Xactly CEO says Demand from Small Businesses Forced Rapid Expansion
Find the original article on Silicon Valley Business Journal published May 13, 2014.
For San Jose-based Xactly, the good times of its customers complement its own trajectory.
Cabrera said Xactly did well even in the bad economic times of 2008 and 2009. The tight economy spurred customers to seek ways to get more out of their sales people. “Many of our customers were cutting their sales forces at that time,” he said.
Now economic growth is working their favor.
“We’re seeing good demand and strong pull from that part of the market and it’s one of the fastest growing parts of our business right now,” he said. “The future looks bright” for smaller businesses, he said.
Cabrera said about half of his customers have less than 350 employees. Given that he runs a company with about 300 employees, Cabrera says he has a pretty good handle on how the small business sector is doing.
“We are seeing a lot of our small businesses adding to their sales teams and we consider that to be a pretty good sign for the economy,” he said.
The growth of Xactly’s Denver-based small-business unit, from five staffers two years ago to 60 today, reflects some of the tensions confronting all Silicon Valley technology companies seeking to expand.The company looked to Colorado two years ago to build out the business due to competition for talent in the Bay Area.
“It is so hard to find and retain qualified talent here in the Valley,” he said.
To capitalize on Xactly’s momentum, the company is branching out to other workforce-incentive products and adding new products, Cabrera said.
“Our roots are in the sales compensation world but we are seeing a larger percentage of our business coming in other types of compensation, like paying truck drivers, bank tellers and all kinds of people we wouldn’t even have been thinking about five years ago,” Cabrera said.
Xactly will unveil its brand of Big Data intelligence next week at a user conference, when it will begin offering subscription access to industry compensation and sales benchmarks it has developed.
“We’ve been working behind the scenes for about three years now and we have, safely and securely of course, data on every single thing our customers have sold, what channels they were sold through, the prices, when they hire people, when they fire people,” he said.
The information will be presented in an anonymized and aggregated form to protect the identities of specific sources of data from being revealed.

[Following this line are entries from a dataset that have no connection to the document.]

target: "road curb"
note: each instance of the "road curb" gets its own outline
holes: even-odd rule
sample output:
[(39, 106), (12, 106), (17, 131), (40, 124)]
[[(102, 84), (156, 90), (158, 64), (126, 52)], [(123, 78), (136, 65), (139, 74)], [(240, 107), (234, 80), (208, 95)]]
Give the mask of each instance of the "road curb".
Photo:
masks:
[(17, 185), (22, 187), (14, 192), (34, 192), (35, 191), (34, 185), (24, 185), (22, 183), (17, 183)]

“We have shared it with a few of our customers and they go crazy,” Cabrera said. “You can’t buy this kind of intelligence anywhere else.”
Xactly has raised a total of $72 million since it launched nine years ago but it has been over three years since its last funding. There was talk of a possible IPO last year, but Cabrera said he is in no hurry now to go public.
“Unlike a lot of our software-as-a-service brethren, we are not burning a lot of cash,” he said. “Last year, we were burning very, very low single-digit kinds of millions of dollars. We might do another round at some point or we might go public. I don’t know right now because cash isn’t an issue.”
“We continue to grow pretty well,” he told me. “We’re hiring like crazy, adding office space and growing the company in every way possible, which is fun and exciting.”